Tragedie sull'Oceano e altre cose

Nel mezzo dell'Oceano stava un isolotto perfettamente tondo e sodo, dalla cui sommità fiottava con gran fragore un fumo nero, ingobbito da raffiche eoliche magne.
Avvicinandosi meglio, in realtà, s'evince che quella non era affatto un'isola, quanto piuttosto il culo d'una balenaccia vorace e assassina la quale, invece di ingollare la solita zuppiglia di plancton, era stata ad un certo punto assalita da una tale voglia di cucina cinese che aveva fatto d'una nave da trasporto, per l'appunto cinese, un sol boccone, al massimo due.
Sfortuna aveva voluto, però, che il cargo, proveniente dalla Calabria Saudita, stesse trasportando tonnellate di Capsicum Frutescens della migliore qualità, cioè peperoncino rosso dinamitardo detto comunemente rosso artificiale. Artificiale come i fuochi, non perché finto. Ed il povero, ingombrante cetaceo pianse per giorni e giorni, povera bestia, e bevve e bevve, per placare l'ardore, tanto che alla fine fu pure un poco ubriaco.
Ciò che la bestia non poteva sapere, però, è che sulla nave da carico lavorava un mozzo, detto Mozzancollo perché in mezzo a tutto l'equipaggio era di certo il più pregiato. Aveva carni bianche e tenere, si ipotizzava vergini, e dopo sei mesi di navigazione questo poteva fare la differenza per una ciurma di uomini ruvidi e solitari.

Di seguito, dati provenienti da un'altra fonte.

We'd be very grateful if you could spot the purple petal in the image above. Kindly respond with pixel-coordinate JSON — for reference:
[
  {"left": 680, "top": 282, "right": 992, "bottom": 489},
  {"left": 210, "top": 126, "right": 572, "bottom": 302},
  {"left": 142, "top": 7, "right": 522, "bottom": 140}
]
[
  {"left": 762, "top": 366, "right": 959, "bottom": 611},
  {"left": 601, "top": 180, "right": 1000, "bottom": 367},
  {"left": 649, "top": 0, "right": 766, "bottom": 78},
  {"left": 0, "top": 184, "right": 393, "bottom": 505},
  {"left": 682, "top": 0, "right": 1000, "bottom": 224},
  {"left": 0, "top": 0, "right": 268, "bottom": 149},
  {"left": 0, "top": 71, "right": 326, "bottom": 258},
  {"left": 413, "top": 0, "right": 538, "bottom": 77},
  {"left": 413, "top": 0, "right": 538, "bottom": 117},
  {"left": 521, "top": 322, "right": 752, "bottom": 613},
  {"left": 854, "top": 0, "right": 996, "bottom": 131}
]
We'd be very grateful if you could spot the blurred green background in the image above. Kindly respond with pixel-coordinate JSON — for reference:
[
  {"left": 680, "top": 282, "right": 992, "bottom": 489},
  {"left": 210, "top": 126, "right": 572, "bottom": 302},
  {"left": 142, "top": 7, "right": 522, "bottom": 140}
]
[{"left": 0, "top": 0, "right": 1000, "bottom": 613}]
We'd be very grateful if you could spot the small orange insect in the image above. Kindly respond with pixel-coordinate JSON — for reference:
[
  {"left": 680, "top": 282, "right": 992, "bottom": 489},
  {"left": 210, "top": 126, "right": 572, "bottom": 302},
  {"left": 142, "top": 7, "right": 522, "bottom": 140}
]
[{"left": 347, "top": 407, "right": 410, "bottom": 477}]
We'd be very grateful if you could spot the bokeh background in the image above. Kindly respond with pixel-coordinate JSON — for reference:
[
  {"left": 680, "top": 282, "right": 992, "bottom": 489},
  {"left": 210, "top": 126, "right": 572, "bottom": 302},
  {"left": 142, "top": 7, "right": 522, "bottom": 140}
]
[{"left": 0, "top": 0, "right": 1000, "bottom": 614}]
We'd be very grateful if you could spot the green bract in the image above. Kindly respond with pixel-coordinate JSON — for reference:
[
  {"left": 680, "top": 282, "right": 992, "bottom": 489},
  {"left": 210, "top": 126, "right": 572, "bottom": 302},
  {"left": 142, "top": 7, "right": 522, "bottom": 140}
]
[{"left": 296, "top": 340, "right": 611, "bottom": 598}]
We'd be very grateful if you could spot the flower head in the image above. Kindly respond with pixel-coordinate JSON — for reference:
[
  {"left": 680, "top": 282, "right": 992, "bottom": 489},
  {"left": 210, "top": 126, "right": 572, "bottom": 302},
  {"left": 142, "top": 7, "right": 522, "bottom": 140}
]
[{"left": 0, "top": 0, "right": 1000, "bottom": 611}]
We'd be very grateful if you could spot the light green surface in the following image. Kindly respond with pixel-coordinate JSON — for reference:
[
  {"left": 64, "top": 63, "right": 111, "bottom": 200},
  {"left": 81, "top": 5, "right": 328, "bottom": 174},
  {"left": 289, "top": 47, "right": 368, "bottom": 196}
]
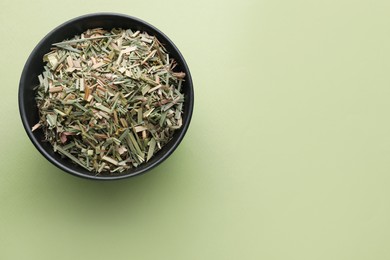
[{"left": 0, "top": 0, "right": 390, "bottom": 260}]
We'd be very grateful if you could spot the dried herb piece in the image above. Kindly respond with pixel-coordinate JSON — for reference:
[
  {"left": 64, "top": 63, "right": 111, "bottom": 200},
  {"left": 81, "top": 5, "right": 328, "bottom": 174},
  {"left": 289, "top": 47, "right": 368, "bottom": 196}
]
[{"left": 32, "top": 28, "right": 185, "bottom": 174}]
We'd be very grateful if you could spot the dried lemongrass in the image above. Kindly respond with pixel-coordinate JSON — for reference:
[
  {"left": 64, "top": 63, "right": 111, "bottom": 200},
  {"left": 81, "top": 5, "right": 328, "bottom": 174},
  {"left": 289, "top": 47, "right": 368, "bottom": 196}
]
[{"left": 32, "top": 28, "right": 185, "bottom": 174}]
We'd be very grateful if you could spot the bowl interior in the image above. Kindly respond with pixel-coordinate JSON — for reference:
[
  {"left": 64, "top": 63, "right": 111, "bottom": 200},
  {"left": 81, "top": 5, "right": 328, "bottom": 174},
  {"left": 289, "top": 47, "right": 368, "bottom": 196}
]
[{"left": 19, "top": 13, "right": 193, "bottom": 179}]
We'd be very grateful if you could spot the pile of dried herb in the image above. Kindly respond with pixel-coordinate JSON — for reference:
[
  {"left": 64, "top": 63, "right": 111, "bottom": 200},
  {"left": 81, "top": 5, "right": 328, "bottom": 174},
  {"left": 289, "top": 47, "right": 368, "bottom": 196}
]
[{"left": 32, "top": 28, "right": 185, "bottom": 173}]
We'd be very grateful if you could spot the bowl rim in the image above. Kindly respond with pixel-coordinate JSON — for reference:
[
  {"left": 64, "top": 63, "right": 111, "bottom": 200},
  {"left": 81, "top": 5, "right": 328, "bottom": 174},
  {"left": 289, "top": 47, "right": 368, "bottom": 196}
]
[{"left": 18, "top": 12, "right": 194, "bottom": 181}]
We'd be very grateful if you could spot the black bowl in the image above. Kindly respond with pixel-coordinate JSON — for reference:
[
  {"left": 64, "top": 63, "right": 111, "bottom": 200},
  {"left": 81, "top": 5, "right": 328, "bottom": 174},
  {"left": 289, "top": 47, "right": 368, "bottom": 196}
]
[{"left": 19, "top": 13, "right": 194, "bottom": 180}]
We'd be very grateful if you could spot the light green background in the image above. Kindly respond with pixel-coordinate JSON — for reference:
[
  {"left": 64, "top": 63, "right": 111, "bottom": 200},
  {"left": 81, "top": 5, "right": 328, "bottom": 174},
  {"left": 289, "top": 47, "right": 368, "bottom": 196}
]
[{"left": 0, "top": 0, "right": 390, "bottom": 260}]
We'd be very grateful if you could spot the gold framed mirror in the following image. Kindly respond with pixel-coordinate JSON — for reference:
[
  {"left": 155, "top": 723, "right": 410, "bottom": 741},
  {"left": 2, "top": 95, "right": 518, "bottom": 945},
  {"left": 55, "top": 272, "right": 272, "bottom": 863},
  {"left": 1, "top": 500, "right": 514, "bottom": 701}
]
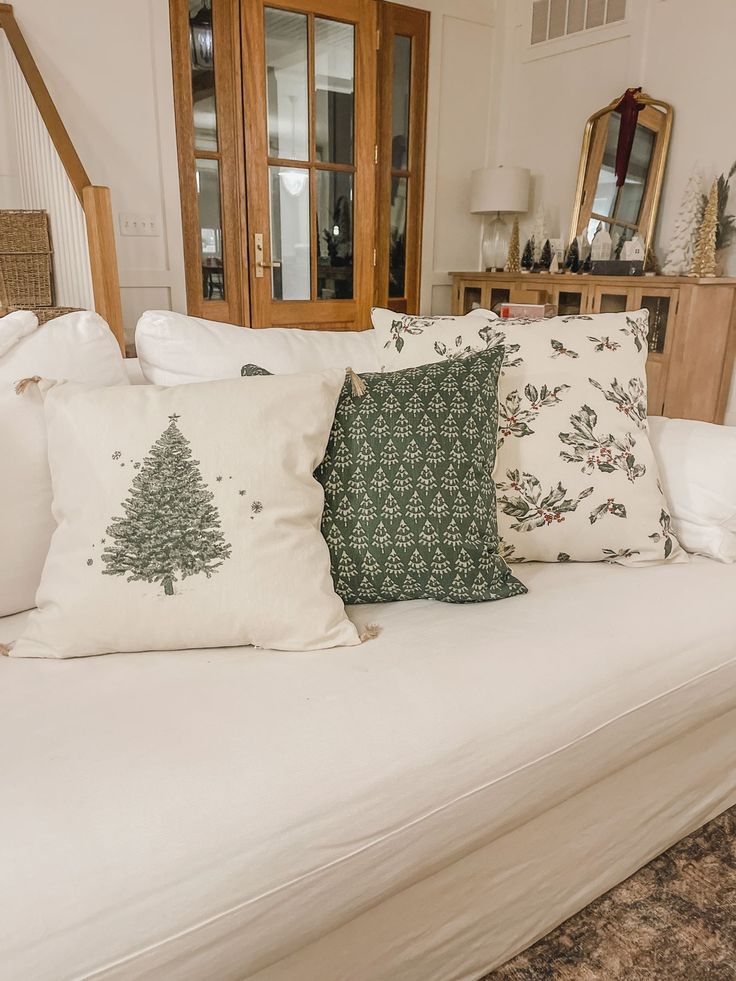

In realtà, però, ciò che essi ignoravano era la natura di Mozzancollo, al tempo Brigida O'Flanagan, oriunda di Cork, che era natura di donna - affatto priva di bellezza, peraltro - e che di quel porcilaio avrebbe volentieri fatto a meno. Il fatto è che la fanciulla era la destinataria del patrimonio d'un certo zio mericano che aveva visto solo una volta, da bambina. Il di lei zio s'era tanto invaghito dei suoi modi gentili e della sua delicatezza, che la preferì - complice forse il rincoglionimento senile - ai figli sanguisughe. Purtroppo per lei, per effettuare il riconoscimento e mettere le mani sul gruzzolo doveva prima raggiungere la Merica. Soprattutto prima che i suoi cugini, eredi legittimi e di recente poveri in canna, impugnassero il testamento. Ma è difficile andare a riscuotere dei soldi senza avere i soldi per andare a riscuoterli. Così la poveretta si era improvvisata uomo e marinaro e s'era imbarcata, non avendo null'altro da perdere, a parte vita, verginità e dignità.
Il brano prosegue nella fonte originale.